Congestion in electricity transmission systems is a common problem all around the world, Georgia included. Two types of congestion are observed in the power sector; physical and economic. Physical congestion occurs when a transmission system is not adequate to supply an increasing amount of electricity. Economic congestion appears when prices in one region are different from those in another region, while cheaper electricity cannot be sold to the region with high prices. Both types of congestion are problematic for Georgia.
Physical congestion is prevalent in Georgia because electricity is heavily used in the eastern part of the country, while most power plants are in the west (such as large HPPs). Economic congestion occurs because cheap electricity in western Georgia cannot always be delivered to eastern Georgia, where power plants produce more expensive electricity.
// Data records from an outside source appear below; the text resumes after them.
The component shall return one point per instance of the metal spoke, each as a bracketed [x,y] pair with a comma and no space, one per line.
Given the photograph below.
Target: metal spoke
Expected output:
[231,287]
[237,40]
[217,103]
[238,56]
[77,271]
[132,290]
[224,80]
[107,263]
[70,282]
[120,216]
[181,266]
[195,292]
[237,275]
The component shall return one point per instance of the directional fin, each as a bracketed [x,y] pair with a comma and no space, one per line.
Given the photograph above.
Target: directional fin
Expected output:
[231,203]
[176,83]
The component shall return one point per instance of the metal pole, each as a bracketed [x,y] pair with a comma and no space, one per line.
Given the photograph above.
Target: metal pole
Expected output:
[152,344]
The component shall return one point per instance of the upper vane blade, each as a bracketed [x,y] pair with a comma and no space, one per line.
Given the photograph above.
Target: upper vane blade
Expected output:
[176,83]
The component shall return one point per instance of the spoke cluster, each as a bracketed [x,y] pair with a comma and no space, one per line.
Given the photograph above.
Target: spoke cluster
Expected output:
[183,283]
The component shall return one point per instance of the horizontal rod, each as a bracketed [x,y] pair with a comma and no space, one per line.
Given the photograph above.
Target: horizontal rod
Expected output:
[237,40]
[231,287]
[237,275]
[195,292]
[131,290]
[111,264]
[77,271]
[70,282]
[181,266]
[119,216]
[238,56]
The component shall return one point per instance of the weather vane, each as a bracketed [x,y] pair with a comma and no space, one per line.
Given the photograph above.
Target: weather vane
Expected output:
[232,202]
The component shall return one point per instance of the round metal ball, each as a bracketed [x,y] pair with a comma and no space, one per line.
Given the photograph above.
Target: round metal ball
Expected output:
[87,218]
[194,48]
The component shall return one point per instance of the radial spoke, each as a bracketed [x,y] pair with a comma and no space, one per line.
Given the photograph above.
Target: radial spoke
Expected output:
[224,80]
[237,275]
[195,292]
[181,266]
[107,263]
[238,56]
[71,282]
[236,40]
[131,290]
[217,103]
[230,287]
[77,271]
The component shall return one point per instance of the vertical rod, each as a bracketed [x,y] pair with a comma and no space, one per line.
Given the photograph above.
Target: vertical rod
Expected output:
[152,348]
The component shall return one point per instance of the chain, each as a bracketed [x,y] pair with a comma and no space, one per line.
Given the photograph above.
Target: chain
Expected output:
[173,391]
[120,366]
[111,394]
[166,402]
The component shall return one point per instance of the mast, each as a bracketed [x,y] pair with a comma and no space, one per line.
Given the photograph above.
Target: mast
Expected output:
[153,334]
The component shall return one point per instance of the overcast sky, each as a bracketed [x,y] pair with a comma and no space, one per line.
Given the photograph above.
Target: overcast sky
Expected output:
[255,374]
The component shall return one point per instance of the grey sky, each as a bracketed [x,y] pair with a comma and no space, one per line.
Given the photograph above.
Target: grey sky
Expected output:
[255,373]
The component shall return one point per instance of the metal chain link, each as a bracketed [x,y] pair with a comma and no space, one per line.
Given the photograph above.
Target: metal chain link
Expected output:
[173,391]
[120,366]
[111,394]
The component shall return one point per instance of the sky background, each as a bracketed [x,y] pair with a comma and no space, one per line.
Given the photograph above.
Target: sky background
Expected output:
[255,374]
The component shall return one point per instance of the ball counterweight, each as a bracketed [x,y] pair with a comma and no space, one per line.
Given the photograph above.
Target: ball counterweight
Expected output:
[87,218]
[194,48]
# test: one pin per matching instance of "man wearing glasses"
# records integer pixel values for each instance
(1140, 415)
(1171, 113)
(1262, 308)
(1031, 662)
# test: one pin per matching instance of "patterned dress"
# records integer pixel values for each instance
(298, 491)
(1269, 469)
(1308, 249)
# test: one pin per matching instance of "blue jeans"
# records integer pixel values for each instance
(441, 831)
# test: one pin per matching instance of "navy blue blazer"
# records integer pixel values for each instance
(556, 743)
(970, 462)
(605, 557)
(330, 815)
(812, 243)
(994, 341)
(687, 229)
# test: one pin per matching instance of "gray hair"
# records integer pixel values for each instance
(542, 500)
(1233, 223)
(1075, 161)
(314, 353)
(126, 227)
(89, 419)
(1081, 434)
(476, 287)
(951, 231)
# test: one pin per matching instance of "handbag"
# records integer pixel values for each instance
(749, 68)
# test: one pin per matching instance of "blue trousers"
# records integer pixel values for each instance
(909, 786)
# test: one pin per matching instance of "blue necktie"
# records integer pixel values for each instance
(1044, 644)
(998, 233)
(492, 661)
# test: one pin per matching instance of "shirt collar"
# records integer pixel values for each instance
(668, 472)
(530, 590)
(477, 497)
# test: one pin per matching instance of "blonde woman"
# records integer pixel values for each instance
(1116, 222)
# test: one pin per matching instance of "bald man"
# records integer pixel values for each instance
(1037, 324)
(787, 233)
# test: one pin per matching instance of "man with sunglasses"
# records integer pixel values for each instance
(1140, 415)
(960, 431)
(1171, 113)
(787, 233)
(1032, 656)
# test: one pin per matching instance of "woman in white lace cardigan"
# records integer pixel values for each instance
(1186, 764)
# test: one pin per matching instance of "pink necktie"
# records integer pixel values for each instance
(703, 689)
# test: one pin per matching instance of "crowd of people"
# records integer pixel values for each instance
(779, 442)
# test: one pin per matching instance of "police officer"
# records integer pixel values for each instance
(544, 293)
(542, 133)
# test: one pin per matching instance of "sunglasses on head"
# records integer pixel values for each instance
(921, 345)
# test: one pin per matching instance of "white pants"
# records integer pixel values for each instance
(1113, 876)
Michael James Delphia, Senior Energy Expert of USAID's Governing for Growth (G4G) project, explained these problems in a public lecture to the ISET community and other invited guests on June 2nd. Mr. Delphia suggested different market mechanisms which could be a solution to significant economic congestion in the Georgian power sector. Most importantly, he discussed the concept of nodal pricing that is primarily used in the U.S. and Central America, and while this approach is less popular in Europe, it could possibly be a better solution to the economic congestion problem then the planning approach used in European power markets. After discussing these concepts, Mr. Delphia made several comments and answered questions on the current trends of power market development in Georgia and across the world.
Mr. Delphia has headed a number of USAID projects in Georgia aimed at reforming the country’s power sector. Throughout his career, Mr. Delphia spent around 20 years in the US energy industry and has supported power and gas reforms in over 70 countries around the world.